Change Control Procedures
October 10, 2022 18:04:46 UTC
This Standard Operating Procedure ("SOP") document establishes change processes and procedures related to cloud infrastructure services provided by Stellar Technologies Inc. ("Stellar").
Types of Changes
Stellar categorizes cloud internal infrastructure changes in the following manner:
P0: Critical Change
Even though it is rare, unplanned outages can happen. During such an event, changes made to troubleshoot or mitigate active problems or to restore services are categorizes as a "Critical Change" or P0 Change, generally correlated to a P0 event. Due to the nature of major infrastructure outages, it is unlikely that a customer will be notified of a P0 Change until after the event has ended. We make every effort to document all changes made during such an event, in order to provide our customers with as much transparency as possible.
P0 events are tracked by our operations team as a change control ticket or group of change control tickets. Customers will be notified by phone as soon as possible, and a Reason for Outage document will be provided to all impacted customers after the event and following investigations have been completed.
P1: Emergency Change
Some unplanned outages can be avoided, and we make every effort to ensure they never happen. Occasionally, our internal monitoring and analytics systems alert our operations team of critical events, which we correlate to potential high-impact outcomes. If it is determined that an active alert or event has the potential to significantly impact our infrastructure or customer uptime, an "Emergency Change" or P1 Change may be internally approved and implemented without prior customer notification. While this is rare, it may be necessary to make a service-impacting change in order to prevent a much larger outage or event.
P1: Security Patch
As is not uncommon in the current security landscape, critical security vulnerabilities are sometimes discovered an announced by infrastructure vendors whose equipment we use to deliver our services. In the event that a security patch or update is released in order to address a critical vulnerability on an affected system of ours, our operations team may perform a "Security Patch" or P1 Change if it is deemed vital to the continued security posture of our services. Depending on the severity of the vulnerability and the potential impact of implementing the patch, the patch may be internally approved and implemented without prior customer notification.

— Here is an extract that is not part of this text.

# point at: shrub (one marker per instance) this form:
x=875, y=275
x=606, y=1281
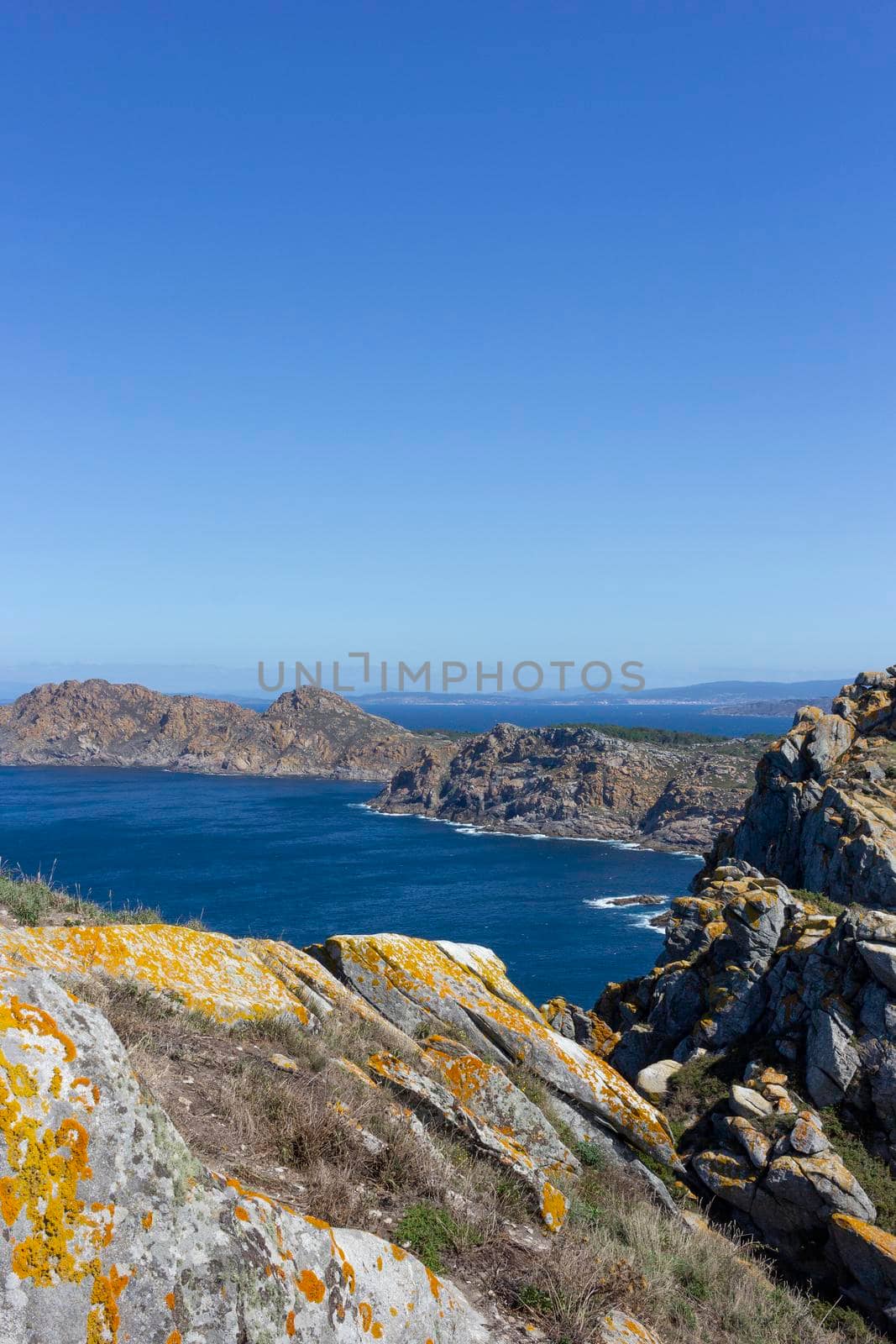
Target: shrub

P1 events are tracked by our operations team as a change control ticket or group of change control tickets. Customers will be notified by phone and a Reason for Outage document will be provided to all impacted customers after the event and following investigations have been completed.
In order to maintain our performance, uptime, and availability commitments to our customers, our infrastructure may require occasional maintenance. Maintenance events are usually related to important but non-critical fixes that need to be put in place in order to prevent a critical event in the future. We engineer our infrastructure to be as redundant and highly available as possible, so a "Maintenance" or P2 Change may be necessary to restore an element to a fully redundant state in the event of a minor hardware failure or similar event.
P2 events are tracked by our operations team as a change control ticket. An email notification containing dates, times, and expected impact of the maintenance event will be sent to any potentially impacted customers at least 2 business days prior to the event start time.
As cloud engineers determined to offer the fastest, most reliable enterprise-native cloud platform, we are always trying to improve our services and give our customers the best cloud experience we can offer. We sometimes decide to implement new technologies, or take what we are continuously learning from the industry and improve our existing architecture, or perform a software upgrade on internal infrastructure in order to take advantage of new features. Once we decide to move forward with a new technology or architectural change after rigorous testing, our engineers meticulously plan the change deployment process and submit an "Improvement" or P3 Change to Stellar's senior engineering leadership for review, approval, and scheduling.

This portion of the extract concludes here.